Incorporatng your Abide in Love Affiliate
Resources for launching responsibly, protecting volunteers, and building a durable local practice of accompaniment and care.
Disclaimer (please read): We are not attorneys or accountants, and this page is not legal or tax advice. Nonprofit law varies by state. We strongly recommend consulting a qualified nonprofit attorney (and/or CPA) in your state before filing or fundraising.
How to operate informally before you start taking donations
We understand the temptation to jump straight into penpalling and direct aid. But penpalling costs money (communication fees, commissary fees, care package items, etc.), and we do not want affiliates subsidizing the work out of personal wallets. That’s not sustainable—and it can quietly create resentment, burnout, and inequity.
What you can do informally (without fundraising and without personal spending)
These are strong, meaningful ways to begin that don’t require handling money:
1) Relationship-building and volunteer formation
Host an interest meeting (in a living room, church hall, library room).
Train volunteers on confidentiality, boundaries, and trauma-informed communication.
Build a small “care team” culture: mutual support and shared responsibility.
2) Research and local coordination
Learn which facilities hold immigrants in your region and what their mail rules are.
Identify local partners (churches, immigrant support orgs, legal aid groups).
Draft your affiliate’s internal procedures (how you match pen pals, how you track letters, what you do if someone stops responding, etc.).
3) Advocacy and education
Offer a community info session on detention realities and accompaniment.
Build a local resource list for detainees’ families (food, school support, translation, transportation, legal aid).
What we ask you not to do informally
To protect volunteers and the integrity of the work:
Do not run affiliate expenses through a personal bank account (even “temporarily”).
Do not begin a pen pal program that depends on volunteers paying for communication fees, commissary, care package items, etc. as your standard operating model.
Do not accept donations (cash, checks, Venmo/PayPal) until you have a compliant structure.
If you feel urgent pressure to start penpalling now
If there is a real pastoral/ethical urgency, use one of these two options instead of personal spending:
Option A: Wait to launch pen pals until your structure is ready
Use the informal phase to build volunteers, processes, and partnerships so that when you do launch, you can sustain it without burning people out.

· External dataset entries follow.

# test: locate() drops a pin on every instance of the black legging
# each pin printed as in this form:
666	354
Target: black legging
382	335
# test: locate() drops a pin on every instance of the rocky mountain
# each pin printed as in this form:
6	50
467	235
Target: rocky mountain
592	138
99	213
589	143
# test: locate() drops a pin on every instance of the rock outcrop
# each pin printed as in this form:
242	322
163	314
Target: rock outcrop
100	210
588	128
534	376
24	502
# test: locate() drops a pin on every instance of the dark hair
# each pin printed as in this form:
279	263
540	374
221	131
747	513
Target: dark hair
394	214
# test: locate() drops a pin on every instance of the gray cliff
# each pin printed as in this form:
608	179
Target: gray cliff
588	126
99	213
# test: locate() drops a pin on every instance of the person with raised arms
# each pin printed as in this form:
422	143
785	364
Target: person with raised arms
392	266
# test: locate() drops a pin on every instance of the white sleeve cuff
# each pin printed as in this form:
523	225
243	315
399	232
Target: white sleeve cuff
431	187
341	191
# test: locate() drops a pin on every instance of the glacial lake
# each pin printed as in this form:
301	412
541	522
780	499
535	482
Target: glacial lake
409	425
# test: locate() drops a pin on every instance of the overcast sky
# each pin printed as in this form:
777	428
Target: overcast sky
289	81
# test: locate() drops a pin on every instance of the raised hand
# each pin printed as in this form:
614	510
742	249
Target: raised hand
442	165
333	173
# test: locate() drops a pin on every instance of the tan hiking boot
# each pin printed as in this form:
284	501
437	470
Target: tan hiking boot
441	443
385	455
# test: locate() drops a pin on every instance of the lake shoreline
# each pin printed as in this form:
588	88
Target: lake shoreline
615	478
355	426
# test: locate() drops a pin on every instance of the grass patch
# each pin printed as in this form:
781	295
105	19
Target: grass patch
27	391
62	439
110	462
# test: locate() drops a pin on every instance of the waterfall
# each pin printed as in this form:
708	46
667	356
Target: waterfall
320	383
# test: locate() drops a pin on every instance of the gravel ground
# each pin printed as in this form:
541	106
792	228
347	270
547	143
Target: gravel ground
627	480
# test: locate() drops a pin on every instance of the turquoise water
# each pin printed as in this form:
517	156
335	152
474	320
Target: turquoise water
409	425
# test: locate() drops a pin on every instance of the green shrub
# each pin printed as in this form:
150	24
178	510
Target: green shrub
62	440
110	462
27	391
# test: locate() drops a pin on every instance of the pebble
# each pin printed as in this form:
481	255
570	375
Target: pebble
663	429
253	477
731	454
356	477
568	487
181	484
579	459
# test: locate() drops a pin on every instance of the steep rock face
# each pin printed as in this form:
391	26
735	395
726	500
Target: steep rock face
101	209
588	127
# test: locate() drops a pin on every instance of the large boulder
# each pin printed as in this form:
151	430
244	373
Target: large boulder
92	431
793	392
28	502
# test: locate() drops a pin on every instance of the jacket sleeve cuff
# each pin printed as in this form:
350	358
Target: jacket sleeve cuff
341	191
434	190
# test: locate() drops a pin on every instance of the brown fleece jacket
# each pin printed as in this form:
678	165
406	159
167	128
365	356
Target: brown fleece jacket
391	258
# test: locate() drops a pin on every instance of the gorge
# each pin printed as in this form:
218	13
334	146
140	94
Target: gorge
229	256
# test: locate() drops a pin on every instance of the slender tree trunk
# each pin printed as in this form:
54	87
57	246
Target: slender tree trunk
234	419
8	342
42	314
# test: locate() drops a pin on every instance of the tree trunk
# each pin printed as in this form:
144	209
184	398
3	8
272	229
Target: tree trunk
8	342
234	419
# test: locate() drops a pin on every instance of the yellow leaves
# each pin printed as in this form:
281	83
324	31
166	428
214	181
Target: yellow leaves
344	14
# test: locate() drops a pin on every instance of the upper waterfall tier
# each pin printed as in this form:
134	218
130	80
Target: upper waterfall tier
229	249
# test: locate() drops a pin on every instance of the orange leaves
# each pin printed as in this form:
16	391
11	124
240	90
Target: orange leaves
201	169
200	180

Option B: Find a local fiscal sponsor
This is not Abide in Love’s central 501(c)(3). It’s a separate local nonprofit (often a church, community foundation, or immigrant-support org) that agrees in writing to:
receive donations on your behalf,
track and report funds,
and disburse funds for your affiliate’s program expenses.
(If you choose this, you’ll want legal guidance and a clear written agreement.)